Otmar Suitner (/de/; 16 May 1922 – 8 January 2010) was an Austrian conductor who spent most of his professional career in East Germany. He was born in Innsbruck and died in Berlin. He was principal conductor of the Staatskapelle Dresden from 1960 to 1964, and then music director at the Berlin State Opera in East Berlin from 1964 to 1990. He was concurrently chief conductor of the Staatskapelle Berlin from 1964 to 1991. (It has been common practice that the same conductor is responsible for leading both institutions.)

A fairly prolific recording artist, he was particularly notable in Austro-German music, having conducted discs of works by Max Reger and Paul Hindemith as well as the first Beethoven symphony cycle to be released on compact disc. He taught at the Mozarteum for twenty years. From 1977 to 1990 Suitner was professor of conducting at the University of Music and Performing Arts Vienna. Among his prize students was American conductor Donald Covert, who received the "Swarovsky Conducting Diploma" in 1984.
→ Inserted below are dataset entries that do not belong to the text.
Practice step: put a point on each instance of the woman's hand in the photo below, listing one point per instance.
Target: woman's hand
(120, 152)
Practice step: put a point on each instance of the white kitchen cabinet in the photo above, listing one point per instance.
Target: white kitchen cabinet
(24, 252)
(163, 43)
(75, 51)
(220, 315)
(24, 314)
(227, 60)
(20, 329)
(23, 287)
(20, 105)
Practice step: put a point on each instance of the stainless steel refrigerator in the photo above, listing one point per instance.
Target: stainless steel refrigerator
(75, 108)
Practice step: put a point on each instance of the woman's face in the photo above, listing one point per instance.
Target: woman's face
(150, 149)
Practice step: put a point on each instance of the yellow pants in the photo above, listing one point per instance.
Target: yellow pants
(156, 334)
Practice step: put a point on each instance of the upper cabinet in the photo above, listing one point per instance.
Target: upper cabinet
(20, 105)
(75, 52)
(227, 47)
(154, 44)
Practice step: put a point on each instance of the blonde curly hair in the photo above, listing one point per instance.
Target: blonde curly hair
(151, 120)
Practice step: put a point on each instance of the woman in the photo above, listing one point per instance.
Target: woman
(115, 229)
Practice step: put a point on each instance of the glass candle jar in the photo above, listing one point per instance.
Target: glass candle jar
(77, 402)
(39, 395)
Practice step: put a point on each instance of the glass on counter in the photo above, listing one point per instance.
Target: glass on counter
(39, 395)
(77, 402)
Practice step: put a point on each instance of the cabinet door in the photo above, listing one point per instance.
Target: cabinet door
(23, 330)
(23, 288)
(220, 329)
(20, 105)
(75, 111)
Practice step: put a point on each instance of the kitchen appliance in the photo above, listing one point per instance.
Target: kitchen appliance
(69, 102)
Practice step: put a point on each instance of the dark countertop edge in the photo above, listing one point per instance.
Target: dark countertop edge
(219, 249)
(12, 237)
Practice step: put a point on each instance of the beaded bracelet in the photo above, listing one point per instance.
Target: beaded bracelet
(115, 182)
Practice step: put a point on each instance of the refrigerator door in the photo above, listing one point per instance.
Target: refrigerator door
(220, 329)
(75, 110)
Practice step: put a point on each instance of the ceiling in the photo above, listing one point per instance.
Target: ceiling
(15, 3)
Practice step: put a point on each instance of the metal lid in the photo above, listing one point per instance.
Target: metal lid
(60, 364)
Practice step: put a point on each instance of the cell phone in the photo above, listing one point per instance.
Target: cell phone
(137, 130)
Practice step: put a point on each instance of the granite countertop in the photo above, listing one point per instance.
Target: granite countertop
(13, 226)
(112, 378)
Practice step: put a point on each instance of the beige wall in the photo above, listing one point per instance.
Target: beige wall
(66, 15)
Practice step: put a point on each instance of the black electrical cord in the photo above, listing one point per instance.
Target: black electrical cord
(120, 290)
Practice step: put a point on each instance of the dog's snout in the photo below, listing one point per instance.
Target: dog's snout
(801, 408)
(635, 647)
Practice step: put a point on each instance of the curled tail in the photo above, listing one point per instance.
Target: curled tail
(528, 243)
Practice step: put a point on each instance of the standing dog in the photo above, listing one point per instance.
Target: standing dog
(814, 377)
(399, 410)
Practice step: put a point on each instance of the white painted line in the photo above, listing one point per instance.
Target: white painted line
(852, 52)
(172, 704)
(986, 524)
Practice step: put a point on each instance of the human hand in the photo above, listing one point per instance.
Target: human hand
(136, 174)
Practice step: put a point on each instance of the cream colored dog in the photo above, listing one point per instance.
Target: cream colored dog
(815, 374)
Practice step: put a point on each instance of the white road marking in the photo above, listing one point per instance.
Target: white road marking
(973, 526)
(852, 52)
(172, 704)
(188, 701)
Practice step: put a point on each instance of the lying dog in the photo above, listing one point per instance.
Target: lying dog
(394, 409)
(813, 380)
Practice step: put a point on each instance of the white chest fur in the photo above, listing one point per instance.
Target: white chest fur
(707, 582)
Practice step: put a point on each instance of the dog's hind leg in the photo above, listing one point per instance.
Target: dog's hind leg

He was awarded the National Prize of the German Democratic Republic, 2nd Class for art and literature, in 1963.

In East Berlin, Suitner was married to Marita Wilckens (1924–2008), daughter of the composer Friedrich Wilckens. In 1965 he became acquainted with the West German student Renate Heitzmann and had a son, Igor, with her in 1975 in West Berlin. Igor produced a documentary in 2007 about his father, A Father's Music.